Diana, Princess of Wales did indeed perform a three-minute dance to ‘Uptown Girl’, alongside ballet star Wayne Sleep, at the Royal Opera House in Covent Garden in December 1985. But the surprise performance was not in celebration of Prince Charles’s 37th birthday, as The Crown suggests, but a Christmas present – the performance took place at a private Christmas gala for supporters of the Royal Ballet.

Diana, Princess of Wales with dancer Wayne Sleep, April 1988
Diana, Princess of Wales with dancer Wayne Sleep after his performance of 'Song and Dance' at the Bristol Hippodrome, April 1988. (Photo by Princess Diana Archive/Getty Images)

Diana, who famously loved classical ballet and had in the late 1970s briefly taught at the Vacani School of Dance, had worked in secret with Sleep on the choreography and had managed to keep the performance under wraps from Charles (and the rest of the world). Sleep later recalled how the whole audience gasped when she appeared on stage.

What was Prince Charles’s reaction to the performance? In episode 9 of The Crown he is seen deriding his wife, telling her on the car journey home: “What were you thinking? That grotesque, mortifying display had nothing to do with me or my happiness. Eight minutes they were on their feet, cheering you, and tomorrow the newspapers will be about nothing other than you!”

Did Charles really react this way? According to a 2017 documentary Princess Diana: The Woman Inside, Prince Charles was not a fan of Diana’s performance. Royal expert Richard Kay said: “It was a present which slightly backfired. She did it as a tribute to Charles. Charles wasn’t terribly impressed. He thought she was showing off.”

Emma Corrin as Diana, Princess of Wales in season 4 of ‘The Crown’
Emma Corrin as Diana, Princess of Wales in season 4 of ‘The Crown’. (Photo by Ollie Upton/Netflix)

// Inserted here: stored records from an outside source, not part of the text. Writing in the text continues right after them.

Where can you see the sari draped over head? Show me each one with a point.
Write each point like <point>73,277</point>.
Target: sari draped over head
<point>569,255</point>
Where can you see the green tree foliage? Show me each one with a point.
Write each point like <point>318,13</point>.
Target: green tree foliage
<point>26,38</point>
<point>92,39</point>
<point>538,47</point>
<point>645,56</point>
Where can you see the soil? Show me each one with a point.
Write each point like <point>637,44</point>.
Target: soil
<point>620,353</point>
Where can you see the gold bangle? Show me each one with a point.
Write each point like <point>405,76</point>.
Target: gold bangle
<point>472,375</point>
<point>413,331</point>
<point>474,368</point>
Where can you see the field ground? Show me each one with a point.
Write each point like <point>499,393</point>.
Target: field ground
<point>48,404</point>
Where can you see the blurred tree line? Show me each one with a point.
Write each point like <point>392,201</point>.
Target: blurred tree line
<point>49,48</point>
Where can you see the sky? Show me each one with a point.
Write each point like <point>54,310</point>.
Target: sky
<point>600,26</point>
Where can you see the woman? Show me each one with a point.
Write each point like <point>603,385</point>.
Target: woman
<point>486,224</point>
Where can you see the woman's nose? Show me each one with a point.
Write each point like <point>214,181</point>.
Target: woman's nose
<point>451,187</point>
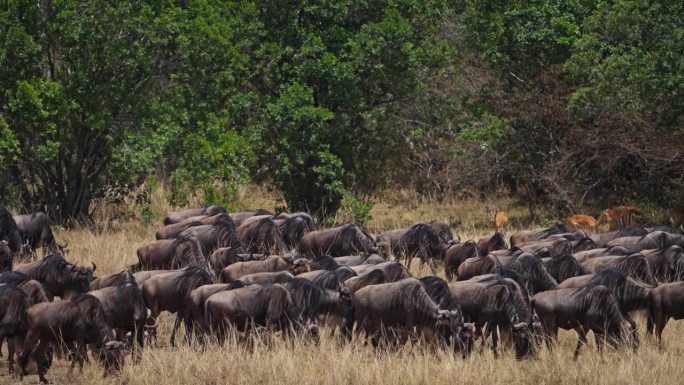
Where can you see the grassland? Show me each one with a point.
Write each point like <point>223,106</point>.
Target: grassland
<point>112,244</point>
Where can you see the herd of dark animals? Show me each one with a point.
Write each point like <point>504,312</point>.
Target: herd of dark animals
<point>221,272</point>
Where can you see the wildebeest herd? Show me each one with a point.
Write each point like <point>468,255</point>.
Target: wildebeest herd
<point>279,274</point>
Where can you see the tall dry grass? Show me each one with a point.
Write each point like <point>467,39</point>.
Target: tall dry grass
<point>301,362</point>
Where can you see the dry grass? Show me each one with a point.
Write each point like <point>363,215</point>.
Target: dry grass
<point>303,363</point>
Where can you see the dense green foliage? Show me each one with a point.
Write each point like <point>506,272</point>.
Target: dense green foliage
<point>573,102</point>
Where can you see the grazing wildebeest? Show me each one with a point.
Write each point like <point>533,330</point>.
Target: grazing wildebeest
<point>80,320</point>
<point>179,216</point>
<point>488,244</point>
<point>213,237</point>
<point>395,271</point>
<point>9,231</point>
<point>592,307</point>
<point>170,254</point>
<point>6,257</point>
<point>13,323</point>
<point>292,230</point>
<point>667,263</point>
<point>267,305</point>
<point>373,277</point>
<point>169,292</point>
<point>115,279</point>
<point>238,218</point>
<point>273,263</point>
<point>125,309</point>
<point>35,232</point>
<point>59,277</point>
<point>347,239</point>
<point>635,265</point>
<point>494,302</point>
<point>537,234</point>
<point>631,295</point>
<point>260,236</point>
<point>196,301</point>
<point>403,304</point>
<point>667,301</point>
<point>456,254</point>
<point>356,260</point>
<point>562,267</point>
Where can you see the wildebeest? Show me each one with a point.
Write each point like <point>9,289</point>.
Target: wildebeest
<point>170,254</point>
<point>115,279</point>
<point>169,292</point>
<point>261,236</point>
<point>6,257</point>
<point>9,231</point>
<point>35,232</point>
<point>125,309</point>
<point>347,239</point>
<point>179,216</point>
<point>456,254</point>
<point>562,267</point>
<point>492,301</point>
<point>80,320</point>
<point>537,234</point>
<point>374,277</point>
<point>13,323</point>
<point>271,264</point>
<point>592,307</point>
<point>666,263</point>
<point>60,277</point>
<point>402,304</point>
<point>267,305</point>
<point>634,265</point>
<point>667,301</point>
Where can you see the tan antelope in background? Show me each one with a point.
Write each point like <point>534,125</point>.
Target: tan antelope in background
<point>497,219</point>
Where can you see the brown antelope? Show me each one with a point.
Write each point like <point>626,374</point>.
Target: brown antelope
<point>497,219</point>
<point>583,222</point>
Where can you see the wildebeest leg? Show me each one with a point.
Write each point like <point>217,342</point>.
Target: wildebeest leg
<point>581,339</point>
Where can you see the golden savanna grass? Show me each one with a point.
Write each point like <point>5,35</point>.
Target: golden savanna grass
<point>112,245</point>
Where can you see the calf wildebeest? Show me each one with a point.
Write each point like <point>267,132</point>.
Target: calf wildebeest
<point>9,231</point>
<point>271,264</point>
<point>403,304</point>
<point>667,301</point>
<point>115,279</point>
<point>80,320</point>
<point>35,232</point>
<point>374,277</point>
<point>267,305</point>
<point>213,237</point>
<point>179,216</point>
<point>630,294</point>
<point>125,309</point>
<point>347,239</point>
<point>494,302</point>
<point>356,260</point>
<point>169,292</point>
<point>239,217</point>
<point>634,265</point>
<point>6,257</point>
<point>60,277</point>
<point>13,323</point>
<point>456,254</point>
<point>592,307</point>
<point>194,316</point>
<point>261,236</point>
<point>667,263</point>
<point>562,267</point>
<point>537,234</point>
<point>170,254</point>
<point>394,271</point>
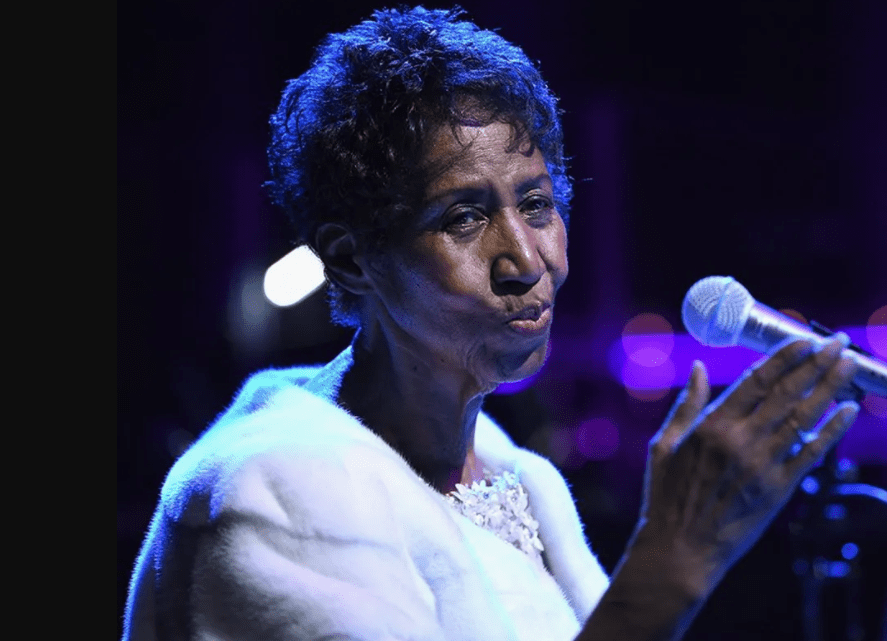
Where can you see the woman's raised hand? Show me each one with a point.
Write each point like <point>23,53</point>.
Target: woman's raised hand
<point>718,473</point>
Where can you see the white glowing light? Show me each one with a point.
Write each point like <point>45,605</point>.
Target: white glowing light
<point>294,277</point>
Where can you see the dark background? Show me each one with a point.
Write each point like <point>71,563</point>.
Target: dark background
<point>743,138</point>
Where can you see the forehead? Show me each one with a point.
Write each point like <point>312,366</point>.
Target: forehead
<point>469,155</point>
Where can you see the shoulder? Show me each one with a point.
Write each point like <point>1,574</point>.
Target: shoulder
<point>278,450</point>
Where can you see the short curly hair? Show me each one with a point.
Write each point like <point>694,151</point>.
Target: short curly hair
<point>348,135</point>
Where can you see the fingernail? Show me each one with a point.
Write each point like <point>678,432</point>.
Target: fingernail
<point>849,413</point>
<point>848,364</point>
<point>693,368</point>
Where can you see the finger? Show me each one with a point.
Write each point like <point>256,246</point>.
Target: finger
<point>837,424</point>
<point>690,402</point>
<point>792,400</point>
<point>756,384</point>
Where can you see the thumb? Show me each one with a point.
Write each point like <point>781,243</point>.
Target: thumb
<point>690,402</point>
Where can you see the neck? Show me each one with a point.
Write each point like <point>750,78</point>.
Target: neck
<point>426,413</point>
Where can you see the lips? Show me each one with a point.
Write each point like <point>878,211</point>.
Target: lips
<point>532,320</point>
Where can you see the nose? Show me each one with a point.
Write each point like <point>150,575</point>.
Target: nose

Royal biographer Penny Junor says: “Diana’s behaviour did sometimes really irritate Charles, and he is capable of using some pretty sharp words. That said, I would be surprised if he said the words attributed to him here, and in these circumstances, but he did grow increasingly frustrated that, wittingly or not, Diana took the attention away from him. He had hoped that he would find in a wife someone who would support him, but instead he had a wife who was, he felt, increasingly in competition with him.”

More like this

The press were “obsessed” with Diana, says Junor, and often ignored Charles. He found this very difficult to deal with.

Read more about the start of ‘Dianamania’ here


Read the real history behind more episodes with our S4 episode guide to The Crown:


Did the Queen really forbid Charles and Diana from divorcing?

Later in the episode, the Queen is seen to consult her daughter, Princess Anne, about Charles’s marriage – it’s “worse than the newspapers report”, says Anne. “The minute Harry was born, and duty was done, the marriage was effectively over and they started to find comfort in the arms of others,” she tells her mother.

This, says Penny Junor, is only partly true to history. By around 1987 Charles and Camilla were romantically involved again, and Diana by this time had had affairs with several men. But, says Junor, Charles didn’t simply abandon his wife once he had his ‘heir and spare’. She told HistoryExtra: “It was just a very tragic mismatch… I really do not think that Charles used Diana or intended to use Diana, but once he was inside that marriage life was utterly unbearable for both of them.”

Diana and Charles, 1988
Prince Charles and Diana, Princess of Wales at a dinner given by President Mitterrand at the Élysée Palace in Paris, France, during the couple's 1988 royal tour of the country. (Photo by David Levenson/Getty Images)

In The Crown, the Queen is also seen to arrange a meeting with Charles, Diana and Prince Philip to discuss the state of the royal marriage. There, she tells the couple: “Something as important as the marriage of the future monarch simply cannot be allowed to fail.” Diana apologises to Charles for what has gone wrong between them and tells the Queen she still wants the marriage to work.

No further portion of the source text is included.